Earlier this summer, Mayor James Fiorentini took away 11 take-home vehicles belonging to five police officers, four meter readers, a health inspector and a firefighter. At the time, he said 59 workers were taking their city-owned vehicles to and from work, and that his goal was to trim that total by at least 10 percent.

The city has a total of 235 vehicles, and officials have said cutting gas consumption by just one gallon a day for each vehicle could save the cash-starved city up to $100,000 per year. The City Council also has been pushing the crackdown on take-home city vehicles.

When considering the use of school maintenance vehicles, Wood said he called several neighboring communities — including Methuen, Lawrence, Lowell and Danvers — to find out their policies for maintenance vehicles. Those communities either prohibit any maintenance vehicles from going home at night or allow just one on-call worker to take a vehicle home on a rotating schedule, similar to how Haverhill will now be doing it, he said.

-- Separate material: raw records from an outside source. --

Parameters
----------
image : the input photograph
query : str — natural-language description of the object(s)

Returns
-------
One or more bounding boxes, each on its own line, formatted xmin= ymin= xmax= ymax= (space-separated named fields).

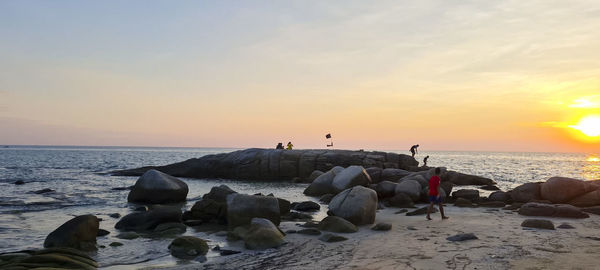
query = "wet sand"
xmin=145 ymin=205 xmax=600 ymax=270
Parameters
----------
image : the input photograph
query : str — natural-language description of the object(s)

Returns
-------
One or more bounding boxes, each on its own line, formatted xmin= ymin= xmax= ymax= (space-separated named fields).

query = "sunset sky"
xmin=1 ymin=1 xmax=599 ymax=152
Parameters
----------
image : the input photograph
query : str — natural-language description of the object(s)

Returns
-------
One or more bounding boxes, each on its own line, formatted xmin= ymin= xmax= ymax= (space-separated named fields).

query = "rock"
xmin=557 ymin=223 xmax=575 ymax=229
xmin=406 ymin=206 xmax=437 ymax=216
xmin=109 ymin=242 xmax=123 ymax=247
xmin=190 ymin=198 xmax=227 ymax=223
xmin=127 ymin=169 xmax=188 ymax=204
xmin=282 ymin=211 xmax=313 ymax=221
xmin=134 ymin=206 xmax=148 ymax=212
xmin=319 ymin=194 xmax=335 ymax=203
xmin=153 ymin=222 xmax=187 ymax=236
xmin=116 ymin=232 xmax=139 ymax=239
xmin=518 ymin=202 xmax=589 ymax=218
xmin=203 ymin=185 xmax=237 ymax=203
xmin=375 ymin=181 xmax=399 ymax=199
xmin=115 ymin=206 xmax=182 ymax=231
xmin=330 ymin=165 xmax=372 ymax=194
xmin=380 ymin=168 xmax=411 ymax=182
xmin=297 ymin=228 xmax=321 ymax=235
xmin=540 ymin=177 xmax=597 ymax=204
xmin=304 ymin=166 xmax=344 ymax=196
xmin=447 ymin=233 xmax=478 ymax=242
xmin=440 ymin=181 xmax=454 ymax=196
xmin=400 ymin=174 xmax=428 ymax=189
xmin=386 ymin=193 xmax=415 ymax=208
xmin=452 ymin=189 xmax=480 ymax=201
xmin=510 ymin=182 xmax=541 ymax=203
xmin=44 ymin=215 xmax=99 ymax=251
xmin=318 ymin=216 xmax=358 ymax=233
xmin=1 ymin=247 xmax=98 ymax=270
xmin=480 ymin=185 xmax=500 ymax=191
xmin=227 ymin=193 xmax=280 ymax=229
xmin=479 ymin=201 xmax=506 ymax=208
xmin=582 ymin=206 xmax=600 ymax=215
xmin=454 ymin=198 xmax=475 ymax=207
xmin=567 ymin=190 xmax=600 ymax=207
xmin=14 ymin=180 xmax=24 ymax=185
xmin=307 ymin=170 xmax=324 ymax=182
xmin=292 ymin=201 xmax=320 ymax=212
xmin=108 ymin=213 xmax=121 ymax=219
xmin=489 ymin=191 xmax=510 ymax=202
xmin=328 ymin=186 xmax=378 ymax=225
xmin=277 ymin=198 xmax=291 ymax=215
xmin=33 ymin=188 xmax=54 ymax=194
xmin=371 ymin=223 xmax=392 ymax=231
xmin=242 ymin=218 xmax=285 ymax=250
xmin=319 ymin=233 xmax=348 ymax=242
xmin=366 ymin=167 xmax=383 ymax=183
xmin=521 ymin=219 xmax=555 ymax=230
xmin=97 ymin=229 xmax=110 ymax=237
xmin=395 ymin=180 xmax=422 ymax=201
xmin=444 ymin=171 xmax=494 ymax=186
xmin=168 ymin=236 xmax=209 ymax=259
xmin=112 ymin=186 xmax=132 ymax=191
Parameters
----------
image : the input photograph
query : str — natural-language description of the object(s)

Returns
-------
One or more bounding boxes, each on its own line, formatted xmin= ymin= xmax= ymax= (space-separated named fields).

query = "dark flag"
xmin=325 ymin=133 xmax=331 ymax=139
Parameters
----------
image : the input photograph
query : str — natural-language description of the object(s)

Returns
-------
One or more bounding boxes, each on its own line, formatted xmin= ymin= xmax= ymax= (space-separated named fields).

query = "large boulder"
xmin=328 ymin=186 xmax=378 ymax=225
xmin=115 ymin=206 xmax=182 ymax=231
xmin=44 ymin=215 xmax=99 ymax=251
xmin=0 ymin=247 xmax=98 ymax=270
xmin=318 ymin=216 xmax=358 ymax=233
xmin=227 ymin=194 xmax=280 ymax=229
xmin=242 ymin=218 xmax=285 ymax=250
xmin=395 ymin=180 xmax=422 ymax=201
xmin=380 ymin=168 xmax=411 ymax=182
xmin=365 ymin=167 xmax=383 ymax=183
xmin=190 ymin=198 xmax=226 ymax=223
xmin=540 ymin=177 xmax=598 ymax=204
xmin=452 ymin=189 xmax=480 ymax=201
xmin=128 ymin=169 xmax=189 ymax=204
xmin=303 ymin=166 xmax=344 ymax=196
xmin=518 ymin=202 xmax=589 ymax=219
xmin=331 ymin=166 xmax=372 ymax=194
xmin=374 ymin=181 xmax=398 ymax=199
xmin=168 ymin=236 xmax=209 ymax=259
xmin=489 ymin=191 xmax=510 ymax=203
xmin=510 ymin=182 xmax=541 ymax=203
xmin=521 ymin=219 xmax=555 ymax=230
xmin=386 ymin=193 xmax=414 ymax=208
xmin=444 ymin=171 xmax=494 ymax=186
xmin=568 ymin=190 xmax=600 ymax=207
xmin=399 ymin=174 xmax=428 ymax=189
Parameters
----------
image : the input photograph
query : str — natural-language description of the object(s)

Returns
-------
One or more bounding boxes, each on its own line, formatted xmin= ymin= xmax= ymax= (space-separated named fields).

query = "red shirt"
xmin=429 ymin=175 xmax=441 ymax=196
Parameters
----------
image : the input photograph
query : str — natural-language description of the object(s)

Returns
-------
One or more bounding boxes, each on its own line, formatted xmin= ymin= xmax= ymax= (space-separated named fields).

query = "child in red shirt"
xmin=426 ymin=167 xmax=449 ymax=220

Dill has not returned phone calls seeking his comments on losing the maintenance vehicles.

Superintendent Raleigh Buchanan had opposed taking away any of the take-home maintenance vehicles because he said he did not have a safe overnight place to park the vehicles, which are filled with expensive tools. Last week, however, Buchanan said he has received approval from the mayor to store the vehicles at the Highway Department garage on Primrose Street. That complex includes an area that is locked at night and monitored by video cameras.

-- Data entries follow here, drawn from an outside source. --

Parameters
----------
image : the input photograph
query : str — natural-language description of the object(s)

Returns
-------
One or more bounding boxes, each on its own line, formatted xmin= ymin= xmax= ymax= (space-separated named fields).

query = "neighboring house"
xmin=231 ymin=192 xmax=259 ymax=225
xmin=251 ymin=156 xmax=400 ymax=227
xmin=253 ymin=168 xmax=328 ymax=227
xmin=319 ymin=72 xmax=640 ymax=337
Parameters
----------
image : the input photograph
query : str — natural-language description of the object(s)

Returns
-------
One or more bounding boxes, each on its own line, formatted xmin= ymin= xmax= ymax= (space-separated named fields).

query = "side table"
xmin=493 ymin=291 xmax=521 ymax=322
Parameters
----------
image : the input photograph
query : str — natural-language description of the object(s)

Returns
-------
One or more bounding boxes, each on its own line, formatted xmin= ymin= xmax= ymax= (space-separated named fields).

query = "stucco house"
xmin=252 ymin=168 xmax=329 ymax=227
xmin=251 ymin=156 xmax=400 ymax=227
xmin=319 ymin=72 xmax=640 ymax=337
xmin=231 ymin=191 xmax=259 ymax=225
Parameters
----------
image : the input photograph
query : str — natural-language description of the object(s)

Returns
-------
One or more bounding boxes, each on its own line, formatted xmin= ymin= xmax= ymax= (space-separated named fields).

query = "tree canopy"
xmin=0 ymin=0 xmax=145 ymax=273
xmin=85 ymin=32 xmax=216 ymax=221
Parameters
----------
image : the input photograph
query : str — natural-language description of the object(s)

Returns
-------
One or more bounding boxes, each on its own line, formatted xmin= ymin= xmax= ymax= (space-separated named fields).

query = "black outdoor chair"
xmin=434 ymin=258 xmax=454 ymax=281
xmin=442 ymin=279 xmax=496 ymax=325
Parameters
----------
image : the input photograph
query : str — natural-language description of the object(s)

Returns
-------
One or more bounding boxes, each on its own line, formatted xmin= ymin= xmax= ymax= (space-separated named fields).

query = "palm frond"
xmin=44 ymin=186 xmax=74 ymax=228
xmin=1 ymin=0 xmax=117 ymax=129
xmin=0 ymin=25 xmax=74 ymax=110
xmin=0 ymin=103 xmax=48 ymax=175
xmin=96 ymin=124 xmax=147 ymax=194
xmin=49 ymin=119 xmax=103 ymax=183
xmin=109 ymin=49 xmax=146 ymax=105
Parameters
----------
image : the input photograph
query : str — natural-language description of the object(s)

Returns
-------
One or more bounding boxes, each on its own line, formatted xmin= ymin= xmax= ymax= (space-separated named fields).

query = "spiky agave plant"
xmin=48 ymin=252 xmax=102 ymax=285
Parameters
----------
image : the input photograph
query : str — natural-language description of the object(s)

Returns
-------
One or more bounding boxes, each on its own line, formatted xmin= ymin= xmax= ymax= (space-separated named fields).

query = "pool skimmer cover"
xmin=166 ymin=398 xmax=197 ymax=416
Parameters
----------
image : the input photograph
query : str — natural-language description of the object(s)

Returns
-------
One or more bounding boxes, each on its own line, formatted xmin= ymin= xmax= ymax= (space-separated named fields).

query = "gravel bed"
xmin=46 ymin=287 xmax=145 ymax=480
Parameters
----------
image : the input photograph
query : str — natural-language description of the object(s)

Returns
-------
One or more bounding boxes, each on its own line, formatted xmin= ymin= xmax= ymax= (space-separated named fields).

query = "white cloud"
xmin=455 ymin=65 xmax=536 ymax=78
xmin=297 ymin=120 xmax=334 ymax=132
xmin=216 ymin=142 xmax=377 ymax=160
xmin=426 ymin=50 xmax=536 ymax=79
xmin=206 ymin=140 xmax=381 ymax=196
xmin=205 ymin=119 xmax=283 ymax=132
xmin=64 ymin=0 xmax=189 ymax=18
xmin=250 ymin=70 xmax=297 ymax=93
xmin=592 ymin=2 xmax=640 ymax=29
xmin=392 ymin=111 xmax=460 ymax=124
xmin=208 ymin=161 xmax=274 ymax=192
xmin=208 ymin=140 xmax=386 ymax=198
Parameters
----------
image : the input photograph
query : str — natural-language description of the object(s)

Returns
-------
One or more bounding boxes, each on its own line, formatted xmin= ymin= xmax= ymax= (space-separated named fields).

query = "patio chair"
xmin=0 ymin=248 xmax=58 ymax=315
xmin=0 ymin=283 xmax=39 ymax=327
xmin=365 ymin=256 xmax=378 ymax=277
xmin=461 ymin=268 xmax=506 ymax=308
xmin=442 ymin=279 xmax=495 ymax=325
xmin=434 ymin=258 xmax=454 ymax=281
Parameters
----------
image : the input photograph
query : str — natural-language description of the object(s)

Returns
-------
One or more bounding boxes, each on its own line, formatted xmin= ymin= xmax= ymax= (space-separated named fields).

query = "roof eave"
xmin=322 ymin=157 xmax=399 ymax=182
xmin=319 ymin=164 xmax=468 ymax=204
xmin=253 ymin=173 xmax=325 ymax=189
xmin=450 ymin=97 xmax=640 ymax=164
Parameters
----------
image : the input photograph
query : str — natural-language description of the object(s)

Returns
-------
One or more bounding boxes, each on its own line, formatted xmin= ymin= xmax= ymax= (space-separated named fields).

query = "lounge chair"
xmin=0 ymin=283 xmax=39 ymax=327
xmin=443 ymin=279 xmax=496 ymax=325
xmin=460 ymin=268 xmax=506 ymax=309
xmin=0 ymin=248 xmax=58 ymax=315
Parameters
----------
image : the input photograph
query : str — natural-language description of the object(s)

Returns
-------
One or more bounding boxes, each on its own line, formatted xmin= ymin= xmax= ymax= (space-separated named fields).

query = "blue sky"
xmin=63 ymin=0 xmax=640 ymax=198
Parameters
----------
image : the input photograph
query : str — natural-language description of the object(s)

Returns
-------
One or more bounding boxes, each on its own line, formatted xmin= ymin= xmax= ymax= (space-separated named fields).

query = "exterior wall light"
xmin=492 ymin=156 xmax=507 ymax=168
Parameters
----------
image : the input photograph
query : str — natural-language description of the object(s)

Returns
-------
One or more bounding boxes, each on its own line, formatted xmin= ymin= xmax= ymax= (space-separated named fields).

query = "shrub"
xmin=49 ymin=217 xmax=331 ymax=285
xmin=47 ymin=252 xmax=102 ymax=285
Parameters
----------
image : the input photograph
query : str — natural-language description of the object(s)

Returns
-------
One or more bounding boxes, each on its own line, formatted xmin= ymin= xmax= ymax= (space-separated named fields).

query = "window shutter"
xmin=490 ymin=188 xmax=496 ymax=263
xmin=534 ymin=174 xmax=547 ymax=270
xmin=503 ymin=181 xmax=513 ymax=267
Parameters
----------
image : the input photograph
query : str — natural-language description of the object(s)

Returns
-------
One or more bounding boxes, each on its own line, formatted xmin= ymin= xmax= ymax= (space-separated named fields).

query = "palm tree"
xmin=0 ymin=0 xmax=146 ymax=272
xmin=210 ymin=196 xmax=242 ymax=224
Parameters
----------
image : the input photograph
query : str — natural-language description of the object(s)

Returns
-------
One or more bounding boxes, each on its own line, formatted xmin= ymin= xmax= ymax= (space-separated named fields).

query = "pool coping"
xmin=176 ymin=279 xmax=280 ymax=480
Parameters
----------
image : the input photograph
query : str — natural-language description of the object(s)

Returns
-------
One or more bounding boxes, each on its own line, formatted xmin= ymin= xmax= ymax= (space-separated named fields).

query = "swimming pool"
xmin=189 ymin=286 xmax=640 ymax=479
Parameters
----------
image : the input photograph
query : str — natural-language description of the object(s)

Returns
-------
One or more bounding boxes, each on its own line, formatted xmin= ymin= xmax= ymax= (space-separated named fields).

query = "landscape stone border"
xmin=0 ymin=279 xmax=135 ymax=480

"Some people may have wanted to continue allowing the vehicles to go home," Wood said. "But they had no way to justify it."

Wood also had questioned the practice of allowing 12 school transportation vans to go home with workers at night. He said he no longer has a problem with those vehicles going home because the workers live in Haverhill and they are required to clean and maintain the vehicles in exchange for taking them back and forth to work.